Avec 2019 arrive un nouveau job et une nouvelle Ginette. Et la première question qu'elle m'a posé était "ou est-ce que tu t'es formée ?", la deuxième : "c'est possible d'apprendre ?".

Après une bonne discussion de 1h30 autour d'un bol de chicorée (oui de la chicorée, première fois de ma vie et dernière), j'ai pensé qu'il serait peut-être pas mal de faire une article sur les quelques formations à l'archivistique disponibles en France.



Avant de rentrer dans le vif du sujet, il me semblait nécessaire de donner quelques conseils à ceux qui souhaiteraient entreprendre des études d'archivistique ou même simplement une formation courte pour une application minimale. Collecter, classer, conserver et communiquer les archives ça demande beaucoup de patience et de concentration. C'est pas pour rien que nous ne sommes pas non plus des millions d'archivistes en France. Les formations vous permettent d'assimiler de la théorie, parfois complexe et souvent migraineuse. Cependant, et je tiens vraiment à faire ces réflexions même si elle sont personnelles et que j'en ai déjà certainement parlé dans d'autres articles:

  1. Toute formation archivistique, même celle qui vous parait la plus complète, ne peut couvrir l’ensemble des typologies documentaires à traiter, ni l'ensemble des fonds, et des différents systèmes de classement possibles et inimaginables. 
  2. Le risque que la théorie qu'on vous enseigne ne corresponde pas à la pratique du terrain est variable mais bien souvent présent. Je dirais (après en avoir parlé avec certain de mes collègues) que nous gardons environ que 30% des informations théoriques apprises, les 70% restant sont constitué d'expérience et de partage d'informations entre archiviste.
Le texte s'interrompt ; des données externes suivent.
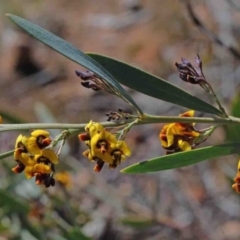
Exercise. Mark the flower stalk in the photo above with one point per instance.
(147, 119)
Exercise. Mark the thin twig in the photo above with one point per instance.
(213, 37)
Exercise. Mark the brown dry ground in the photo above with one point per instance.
(196, 202)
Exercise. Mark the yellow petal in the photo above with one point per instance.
(48, 154)
(189, 113)
(28, 171)
(170, 136)
(185, 146)
(124, 148)
(32, 146)
(41, 168)
(94, 128)
(40, 132)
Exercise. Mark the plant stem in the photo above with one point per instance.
(147, 119)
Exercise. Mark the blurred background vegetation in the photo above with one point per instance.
(39, 85)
Ceci pour plusieurs raisons, mais pour moi la principale est la suivante : les formations apportent les connaissances archivistiques pures, mais ne tiennent pas compte des facteurs annexes que vous rencontrerez sur vos futurs postes dans le public ou en entreprise tels que (et pour moi ce sont les 2 principaux) l'aspect relationnel au travail (apprendre à s'adapter aux différents services/organismes/hiérarchies, savoir participer à la vie de l'organismes, comment se positionner au sein d'une réunion, etc...) et la prise en compte d'un budget par exemple.

Il m'arrive même encore de converser avec des archivistes-formateurs qui ont toujours dans l'idée que les archivistes ont leur place aux archives, et que ils sont très bien seul, n'ont besoin de personne et surtout que leurs paroles vaut de l'or. 

Désolée de vous l'apprendre, MAIS CE N'EST PLUS LE CAS DEPUIS BIEN DES LUSTRES BORDEL ! 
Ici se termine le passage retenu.